Spelt and teff are grains that belong to a category known as ancient grains. Some other ancient grains are einkorn, barley, farro and sorghum. Spelt is a type of wheat that contains gluten and teff originates from annual grass, which is gluten-free. Per cooked cup of spelt and teff provides 10 to 11 grams of protein, which makes them higher in protein than any other ancient grains. Both of these are excellent sources of nutrients, which include complex carbs, iron, fibre, magnesium and phosphorus. Spelt and teff are great alternatives to common grains, such as wheat and rice.

7. Hemp seed

This comes from the Cannabis sativa plant, which is known for belonging to the same family as the marijuana plant.
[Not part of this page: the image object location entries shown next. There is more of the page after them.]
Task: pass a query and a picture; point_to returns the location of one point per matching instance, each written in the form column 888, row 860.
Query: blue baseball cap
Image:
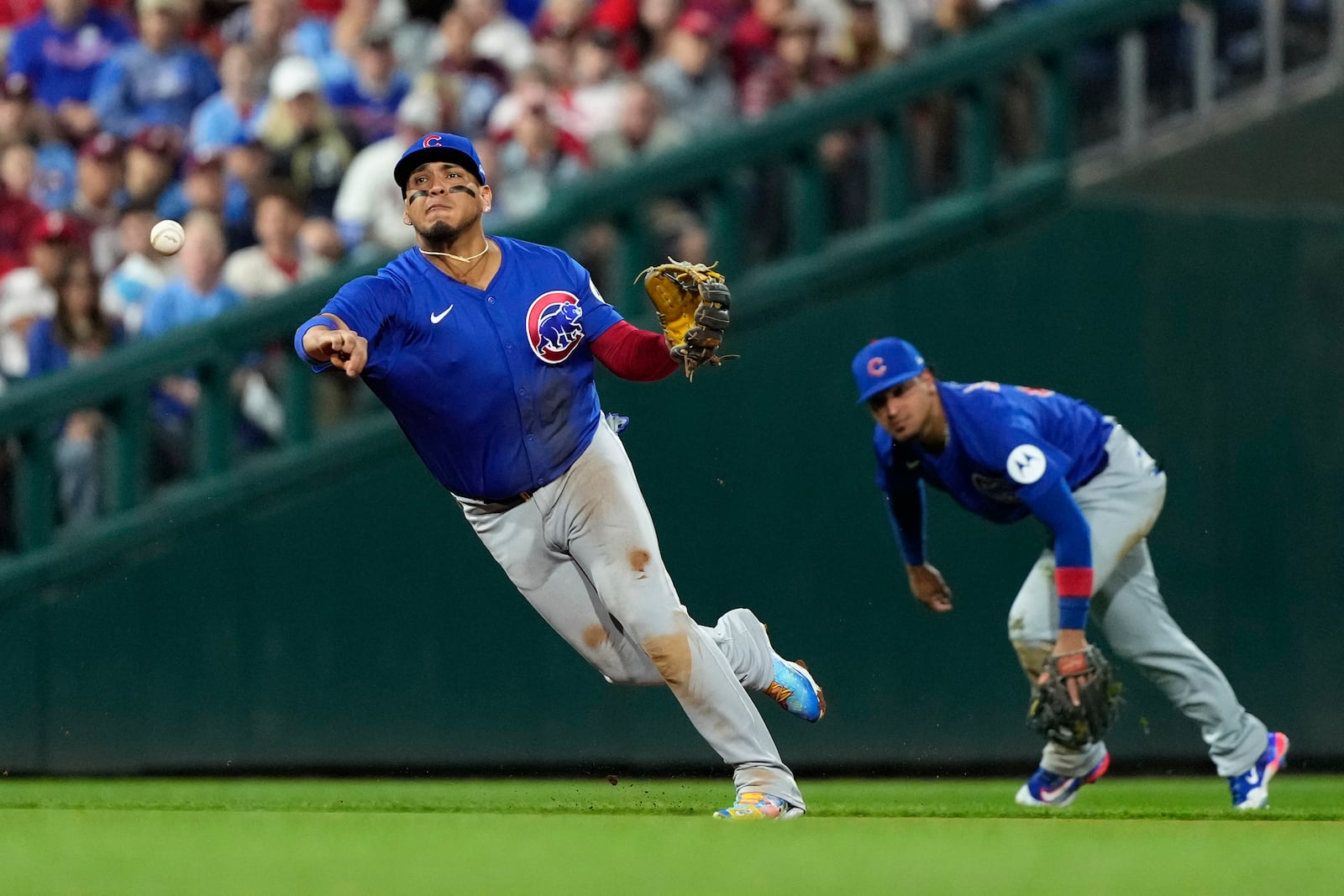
column 884, row 363
column 438, row 147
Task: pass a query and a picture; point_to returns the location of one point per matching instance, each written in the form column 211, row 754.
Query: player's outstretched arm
column 336, row 345
column 929, row 587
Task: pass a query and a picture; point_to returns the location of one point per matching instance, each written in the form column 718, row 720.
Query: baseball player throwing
column 1007, row 452
column 483, row 348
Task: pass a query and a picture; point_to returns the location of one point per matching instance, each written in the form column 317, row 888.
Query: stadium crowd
column 270, row 130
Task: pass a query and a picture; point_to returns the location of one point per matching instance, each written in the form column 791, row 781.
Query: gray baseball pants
column 585, row 555
column 1121, row 506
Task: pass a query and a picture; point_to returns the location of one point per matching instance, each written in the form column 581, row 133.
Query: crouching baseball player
column 1005, row 453
column 483, row 349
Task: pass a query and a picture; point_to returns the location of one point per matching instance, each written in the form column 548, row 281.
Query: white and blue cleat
column 795, row 689
column 1250, row 789
column 757, row 806
column 1055, row 792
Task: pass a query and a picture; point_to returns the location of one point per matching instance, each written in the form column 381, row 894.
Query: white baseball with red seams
column 167, row 237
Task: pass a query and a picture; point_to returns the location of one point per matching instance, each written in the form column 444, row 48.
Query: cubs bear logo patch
column 554, row 327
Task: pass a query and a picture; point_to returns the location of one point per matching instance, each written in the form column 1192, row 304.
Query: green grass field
column 1132, row 836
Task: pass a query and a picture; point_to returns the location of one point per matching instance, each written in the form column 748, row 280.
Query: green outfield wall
column 356, row 622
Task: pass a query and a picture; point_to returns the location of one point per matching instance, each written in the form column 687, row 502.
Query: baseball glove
column 692, row 305
column 1053, row 712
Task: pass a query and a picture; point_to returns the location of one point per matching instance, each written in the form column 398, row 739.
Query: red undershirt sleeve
column 633, row 354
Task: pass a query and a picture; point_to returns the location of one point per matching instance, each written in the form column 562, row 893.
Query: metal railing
column 900, row 222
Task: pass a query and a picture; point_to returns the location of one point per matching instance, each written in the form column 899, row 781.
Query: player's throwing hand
column 929, row 587
column 343, row 348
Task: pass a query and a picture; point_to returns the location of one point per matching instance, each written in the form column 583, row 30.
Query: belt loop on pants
column 497, row 506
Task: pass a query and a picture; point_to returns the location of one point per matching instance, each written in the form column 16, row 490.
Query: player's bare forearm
column 338, row 345
column 929, row 587
column 1070, row 641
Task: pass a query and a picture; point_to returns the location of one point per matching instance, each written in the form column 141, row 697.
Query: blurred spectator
column 656, row 22
column 566, row 18
column 643, row 130
column 74, row 335
column 554, row 51
column 60, row 53
column 197, row 295
column 158, row 80
column 304, row 136
column 207, row 186
column 793, row 71
column 279, row 259
column 246, row 176
column 496, row 35
column 24, row 121
column 534, row 161
column 369, row 207
column 265, row 29
column 752, row 40
column 18, row 168
column 151, row 163
column 19, row 221
column 98, row 194
column 18, row 114
column 29, row 295
column 225, row 118
column 320, row 238
column 370, row 94
column 696, row 92
column 140, row 275
column 598, row 83
column 483, row 81
column 860, row 47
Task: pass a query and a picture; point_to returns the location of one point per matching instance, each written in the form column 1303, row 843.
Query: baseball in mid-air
column 167, row 237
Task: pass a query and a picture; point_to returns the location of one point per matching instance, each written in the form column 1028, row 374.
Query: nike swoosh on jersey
column 1048, row 795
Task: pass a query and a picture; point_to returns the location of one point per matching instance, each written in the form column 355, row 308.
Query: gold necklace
column 460, row 258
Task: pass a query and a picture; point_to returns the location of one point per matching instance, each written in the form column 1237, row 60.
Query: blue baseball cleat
column 795, row 689
column 1055, row 792
column 759, row 808
column 1250, row 789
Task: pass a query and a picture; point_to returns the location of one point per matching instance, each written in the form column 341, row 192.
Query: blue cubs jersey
column 492, row 387
column 1005, row 446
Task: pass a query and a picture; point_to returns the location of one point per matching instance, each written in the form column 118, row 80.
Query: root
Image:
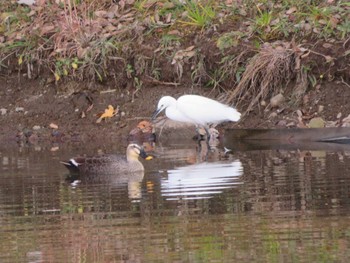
column 267, row 73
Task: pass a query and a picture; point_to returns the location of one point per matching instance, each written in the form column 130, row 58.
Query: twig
column 162, row 82
column 343, row 81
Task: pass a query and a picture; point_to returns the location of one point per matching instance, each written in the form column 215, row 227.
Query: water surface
column 189, row 206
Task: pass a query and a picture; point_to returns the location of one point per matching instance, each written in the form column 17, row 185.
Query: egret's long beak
column 144, row 155
column 155, row 113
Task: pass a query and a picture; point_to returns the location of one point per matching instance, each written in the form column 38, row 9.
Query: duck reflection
column 202, row 180
column 132, row 182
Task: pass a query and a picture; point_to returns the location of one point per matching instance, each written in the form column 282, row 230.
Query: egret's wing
column 204, row 110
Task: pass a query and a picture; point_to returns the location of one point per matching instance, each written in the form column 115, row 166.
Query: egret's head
column 163, row 103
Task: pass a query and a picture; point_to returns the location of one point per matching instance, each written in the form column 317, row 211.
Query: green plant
column 199, row 15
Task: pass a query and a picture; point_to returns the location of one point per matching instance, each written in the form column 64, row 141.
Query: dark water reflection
column 259, row 205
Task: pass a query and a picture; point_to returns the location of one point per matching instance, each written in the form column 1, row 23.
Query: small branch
column 343, row 81
column 153, row 80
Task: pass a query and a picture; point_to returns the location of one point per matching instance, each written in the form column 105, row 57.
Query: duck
column 198, row 110
column 109, row 163
column 143, row 132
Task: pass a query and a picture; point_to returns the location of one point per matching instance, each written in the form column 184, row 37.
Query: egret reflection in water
column 201, row 180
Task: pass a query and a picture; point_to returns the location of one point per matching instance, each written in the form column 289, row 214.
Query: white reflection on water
column 201, row 181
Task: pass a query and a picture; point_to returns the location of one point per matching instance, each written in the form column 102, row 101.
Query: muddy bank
column 35, row 112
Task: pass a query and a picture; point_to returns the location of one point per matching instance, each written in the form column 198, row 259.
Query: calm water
column 245, row 206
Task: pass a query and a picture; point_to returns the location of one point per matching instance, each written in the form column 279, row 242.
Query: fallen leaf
column 109, row 113
column 53, row 126
column 291, row 10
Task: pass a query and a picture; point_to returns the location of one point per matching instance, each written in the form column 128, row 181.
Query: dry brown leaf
column 109, row 113
column 291, row 10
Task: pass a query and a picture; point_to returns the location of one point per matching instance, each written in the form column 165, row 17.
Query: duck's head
column 145, row 127
column 133, row 151
column 163, row 103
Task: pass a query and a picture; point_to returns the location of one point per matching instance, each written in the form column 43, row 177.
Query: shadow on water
column 265, row 201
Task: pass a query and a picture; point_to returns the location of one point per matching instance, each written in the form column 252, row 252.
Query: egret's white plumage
column 196, row 109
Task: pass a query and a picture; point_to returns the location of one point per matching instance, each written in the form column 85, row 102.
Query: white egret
column 196, row 109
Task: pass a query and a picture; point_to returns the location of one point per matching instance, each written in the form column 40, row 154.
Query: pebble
column 277, row 100
column 320, row 108
column 19, row 109
column 273, row 115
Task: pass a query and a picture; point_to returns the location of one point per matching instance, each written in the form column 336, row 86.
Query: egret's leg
column 208, row 136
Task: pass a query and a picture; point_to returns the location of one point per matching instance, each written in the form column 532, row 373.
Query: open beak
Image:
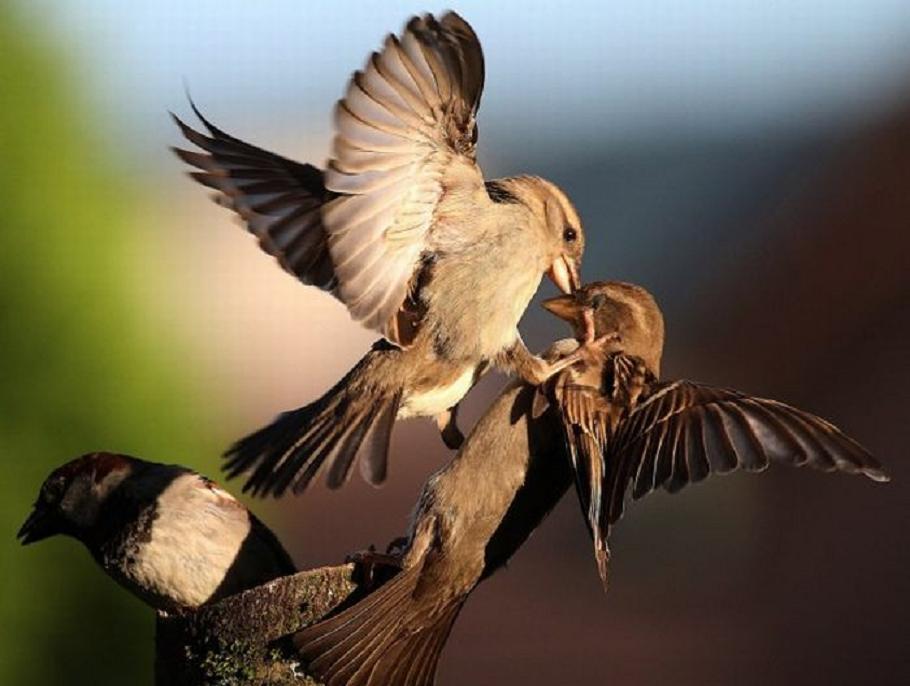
column 39, row 525
column 564, row 273
column 563, row 306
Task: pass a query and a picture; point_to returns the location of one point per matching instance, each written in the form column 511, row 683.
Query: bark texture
column 244, row 639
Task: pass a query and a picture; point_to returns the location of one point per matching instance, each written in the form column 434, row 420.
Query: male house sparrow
column 626, row 429
column 403, row 229
column 168, row 535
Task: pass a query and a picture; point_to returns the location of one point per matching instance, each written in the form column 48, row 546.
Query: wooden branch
column 244, row 639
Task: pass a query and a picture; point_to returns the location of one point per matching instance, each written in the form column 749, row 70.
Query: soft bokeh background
column 747, row 161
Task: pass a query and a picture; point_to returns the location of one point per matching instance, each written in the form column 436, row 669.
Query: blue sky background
column 591, row 71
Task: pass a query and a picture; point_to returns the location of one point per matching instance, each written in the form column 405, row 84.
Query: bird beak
column 40, row 524
column 563, row 306
column 564, row 273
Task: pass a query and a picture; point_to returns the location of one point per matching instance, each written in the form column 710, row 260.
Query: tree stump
column 245, row 639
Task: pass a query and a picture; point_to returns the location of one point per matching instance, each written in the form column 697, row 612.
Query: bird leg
column 518, row 360
column 447, row 423
column 374, row 568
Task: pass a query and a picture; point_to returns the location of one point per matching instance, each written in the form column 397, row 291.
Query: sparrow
column 403, row 229
column 624, row 426
column 168, row 535
column 470, row 519
column 626, row 429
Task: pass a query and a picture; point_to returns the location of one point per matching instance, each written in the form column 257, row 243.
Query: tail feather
column 353, row 418
column 389, row 637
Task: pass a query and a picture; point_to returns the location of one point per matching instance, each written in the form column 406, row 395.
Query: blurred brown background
column 747, row 162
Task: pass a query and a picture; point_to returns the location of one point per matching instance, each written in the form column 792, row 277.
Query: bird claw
column 372, row 568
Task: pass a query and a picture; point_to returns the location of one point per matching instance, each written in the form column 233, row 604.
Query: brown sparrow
column 168, row 535
column 471, row 518
column 403, row 229
column 628, row 430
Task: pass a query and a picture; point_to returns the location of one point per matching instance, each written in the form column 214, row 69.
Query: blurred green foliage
column 82, row 368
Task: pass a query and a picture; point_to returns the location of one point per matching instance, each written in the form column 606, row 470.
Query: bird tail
column 354, row 418
column 383, row 639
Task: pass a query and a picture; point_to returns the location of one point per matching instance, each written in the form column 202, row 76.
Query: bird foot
column 447, row 423
column 373, row 568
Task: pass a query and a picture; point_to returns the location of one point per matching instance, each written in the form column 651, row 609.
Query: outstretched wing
column 684, row 431
column 405, row 138
column 405, row 135
column 280, row 201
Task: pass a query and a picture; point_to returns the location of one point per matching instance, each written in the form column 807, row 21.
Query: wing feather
column 683, row 431
column 406, row 120
column 271, row 194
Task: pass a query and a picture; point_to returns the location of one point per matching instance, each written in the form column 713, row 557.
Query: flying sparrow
column 628, row 430
column 168, row 535
column 403, row 229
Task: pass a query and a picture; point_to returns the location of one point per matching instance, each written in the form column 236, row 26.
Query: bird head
column 618, row 309
column 558, row 224
column 71, row 498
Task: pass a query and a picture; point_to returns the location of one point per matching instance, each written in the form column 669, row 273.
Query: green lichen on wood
column 244, row 639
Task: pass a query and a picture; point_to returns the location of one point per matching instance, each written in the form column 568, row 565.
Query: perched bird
column 403, row 229
column 168, row 535
column 627, row 429
column 471, row 518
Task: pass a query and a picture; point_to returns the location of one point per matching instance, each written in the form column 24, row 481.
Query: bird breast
column 430, row 402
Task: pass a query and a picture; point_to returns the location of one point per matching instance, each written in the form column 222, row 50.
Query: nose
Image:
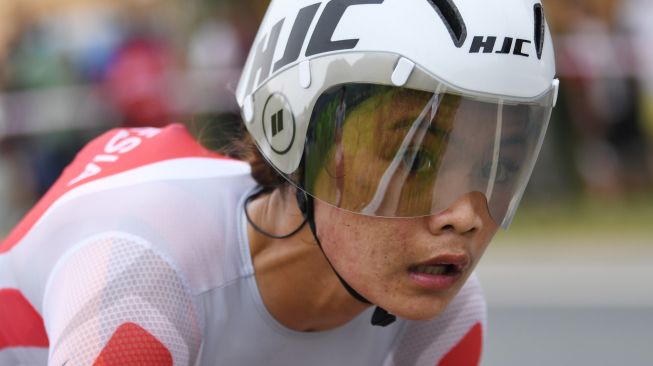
column 466, row 215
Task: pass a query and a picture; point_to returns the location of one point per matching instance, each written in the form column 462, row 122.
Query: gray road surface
column 589, row 304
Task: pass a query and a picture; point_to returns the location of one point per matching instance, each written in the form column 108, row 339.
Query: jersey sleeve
column 455, row 338
column 113, row 300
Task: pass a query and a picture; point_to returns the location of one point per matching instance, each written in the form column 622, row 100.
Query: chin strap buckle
column 382, row 318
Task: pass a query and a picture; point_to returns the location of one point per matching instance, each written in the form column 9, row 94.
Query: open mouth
column 436, row 269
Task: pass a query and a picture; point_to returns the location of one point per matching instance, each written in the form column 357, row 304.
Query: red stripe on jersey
column 114, row 152
column 132, row 345
column 468, row 351
column 20, row 324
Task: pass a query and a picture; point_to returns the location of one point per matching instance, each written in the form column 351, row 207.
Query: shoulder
column 124, row 157
column 453, row 338
column 116, row 288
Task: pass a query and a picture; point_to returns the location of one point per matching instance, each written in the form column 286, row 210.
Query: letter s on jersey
column 121, row 143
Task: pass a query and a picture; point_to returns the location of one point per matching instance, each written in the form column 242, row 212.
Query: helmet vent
column 452, row 19
column 539, row 29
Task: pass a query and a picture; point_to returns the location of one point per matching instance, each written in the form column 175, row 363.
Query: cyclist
column 392, row 139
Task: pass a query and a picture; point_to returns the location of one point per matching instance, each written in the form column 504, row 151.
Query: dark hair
column 226, row 135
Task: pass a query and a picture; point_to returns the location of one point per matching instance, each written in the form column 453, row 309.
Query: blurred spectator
column 138, row 81
column 599, row 87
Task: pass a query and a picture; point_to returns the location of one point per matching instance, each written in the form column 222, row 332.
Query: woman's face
column 412, row 267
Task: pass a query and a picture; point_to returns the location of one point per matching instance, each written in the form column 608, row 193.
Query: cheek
column 352, row 246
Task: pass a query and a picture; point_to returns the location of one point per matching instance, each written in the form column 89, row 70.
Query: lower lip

Hemp Seed contains trace amounts of THC, which is the compound that produces a marijuana-like drug effect. Although this seed is not as well-known as other seeds, it contains 10 grams of complete, easily digestible protein per ounce. This seed also contains a good amount of iron, magnesium, zinc, calcium and selenium. It is also a good source of omega-3 and omega-6 fatty acids in the ratio that is considered optimal for human health. Hemp Seed can be used in homemade salad dressings or can be sprinkled in your smoothie.

8. Green peas

Green peas are commonly served as a side dish, per cooked cup of green peas contains 9 grams of protein. A serving of green peas can cover more than 25% of our daily fibre, vitamin A, C, K thiamine and folate requirements. They are also a good source of magnesium, iron, zinc, phosphorus and copper. We can use them in recipes such as pea and basil stuffed ravioli, avocado guacamole and that-inspired pea soup.

9. Spirulina

Spirulina is a blue-green algae and is absolutely a nutritional powerhouse. Two tablespoons of this algae provide 8 grams of complete protein. In addition, it covers 22% of our daily requirements of iron and thiamine and also 42% of our daily copper needs. It contains decent amounts of riboflavin, magnesium, manganese, potassium and also small amounts of other nutrients that our body needs. A natural pigment, phycocyanin is found in spirulina, this pigment appears to be a powerful antioxidant, anti-inflammatory and anti-cancer properties. Furthermore, it has health benefits that range from a stronger immune system and reduced blood pressure to improved cholesterol levels and blood sugar.